Diziam, também, que os imigrantes (os tais dois milhões de ilegais, suponho eu) ao chegar a Portugal recebem casas grátis e subsídios para se manterem sem trabalhar. E quem afirmava isso parecia acreditar no que estava a dizer. Então eu dou comigo a imaginar como seria o processo burocrático de candidatura a esses apoios. Imaginemos: um imigrante ilegal aterra no nosso país, dirige-se sem documentos a um balcão da Segurança Social, preenche uns impressos, faz prova da irregularidade da sua situação, e automaticamente recebe todos esses benefícios? Ou será que tinha de esperar umas semanas que o processo fosse para aprovação? Como é que alguém sem documentação podia fazer isto tudo? É impossível, claro. Para um apontamento de cómico do absurdo, ainda podia passar. Mas o drama é haver quem acredite nestas fantasias e continue a insistir nelas, passando a mensagem ao idiota seguinte.

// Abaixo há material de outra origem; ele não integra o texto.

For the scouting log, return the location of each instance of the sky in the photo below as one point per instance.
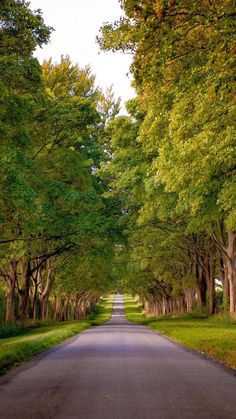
(76, 24)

Todas estas conversas ocorriam, como se adivinha, num contexto de apresentar a imigração como uma catástrofe, exagerando nos tons e nos pormenores e que me faz sempre confusão porque não corresponde ao mundo que eu consigo observar. Na prática, vejo muitos imigrantes e muitos emigrantes, e não consigo encontrar diferenças entre os portugueses que se espalharam pela Europa e pelo mundo e os imigrantes que vieram para Portugal ocupar postos de trabalho que são necessários.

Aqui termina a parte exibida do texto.